Uma convertida ao Cristianismo e ex-requerente de asilo que fora condenada a dois anos de prisão aquando do seu regresso ao Irão foi libertada condicionalmente após mais de 15 meses de cárcere.
Laleh Saati, de 46 anos, saiu da Prisão de Evin, em Teerão, no sábado, 31 de Maio, sob a condição de não contactar qualquer órgão de comunicação social nem manter ligações com pessoas no estrangeiro, segundo o site em língua persa Human Rights in Iran.

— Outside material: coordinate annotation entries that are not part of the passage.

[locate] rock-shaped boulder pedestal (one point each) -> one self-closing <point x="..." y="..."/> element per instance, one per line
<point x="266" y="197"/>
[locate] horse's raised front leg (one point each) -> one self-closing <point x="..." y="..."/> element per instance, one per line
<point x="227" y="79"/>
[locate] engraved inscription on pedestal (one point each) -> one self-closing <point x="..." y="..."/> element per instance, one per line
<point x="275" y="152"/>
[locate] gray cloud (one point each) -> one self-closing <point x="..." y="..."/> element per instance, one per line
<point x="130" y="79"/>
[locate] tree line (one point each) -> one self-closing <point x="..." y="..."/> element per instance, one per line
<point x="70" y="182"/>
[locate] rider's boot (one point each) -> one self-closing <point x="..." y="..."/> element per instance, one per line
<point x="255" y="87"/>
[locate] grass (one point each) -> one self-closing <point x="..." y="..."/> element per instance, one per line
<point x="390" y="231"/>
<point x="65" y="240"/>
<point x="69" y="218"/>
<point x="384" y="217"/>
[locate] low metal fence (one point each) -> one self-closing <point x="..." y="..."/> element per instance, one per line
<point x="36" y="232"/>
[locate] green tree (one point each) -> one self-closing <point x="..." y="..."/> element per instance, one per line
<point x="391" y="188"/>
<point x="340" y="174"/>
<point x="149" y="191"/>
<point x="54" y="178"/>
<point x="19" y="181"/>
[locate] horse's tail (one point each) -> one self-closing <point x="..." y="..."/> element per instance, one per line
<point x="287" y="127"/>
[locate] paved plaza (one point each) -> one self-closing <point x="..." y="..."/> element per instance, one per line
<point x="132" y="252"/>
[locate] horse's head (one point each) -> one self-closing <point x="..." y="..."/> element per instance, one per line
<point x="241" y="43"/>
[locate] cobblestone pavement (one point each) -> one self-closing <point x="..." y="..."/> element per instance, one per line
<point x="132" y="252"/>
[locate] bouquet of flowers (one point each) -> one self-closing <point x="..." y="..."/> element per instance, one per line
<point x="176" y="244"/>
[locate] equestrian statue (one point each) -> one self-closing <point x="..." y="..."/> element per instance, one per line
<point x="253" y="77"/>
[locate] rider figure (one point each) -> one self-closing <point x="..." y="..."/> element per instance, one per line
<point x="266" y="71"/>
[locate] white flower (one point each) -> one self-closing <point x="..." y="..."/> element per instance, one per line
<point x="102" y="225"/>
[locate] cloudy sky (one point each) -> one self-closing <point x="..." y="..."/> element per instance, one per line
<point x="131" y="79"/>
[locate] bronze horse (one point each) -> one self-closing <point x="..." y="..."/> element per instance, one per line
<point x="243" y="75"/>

Laleh foi ainda informada de que a proibição de viajar por dois anos, prevista na sentença, entra agora em vigor.
De acordo com as mesmas fontes, Laleh passou as últimas semanas de detenção na infame Ala 209, controlada pelo Ministério da Informação, encontrando-se, por isso, em «estado psicológico instável».
Desde o início da sua prisão, em Fevereiro de 2024, levantaram-se preocupações quanto à sua saúde mental, sobretudo depois de lhe terem sido recusadas a liberdade condicional e assistência médica.
Tanto ela como a mãe terão sido ameaçadas, no Verão passado, com nova condenação devido à atenção mediática que o caso recebeu.
Entre as provas utilizadas para condenar a convertida incluíam-se fotografias e vídeos das suas actividades cristãs e do seu batismo na Malásia, onde Laleh pedira asilo antes de regressar ao Irão, em 2017, frustrada com a demora no processo e desejosa de se reunir com os pais idosos.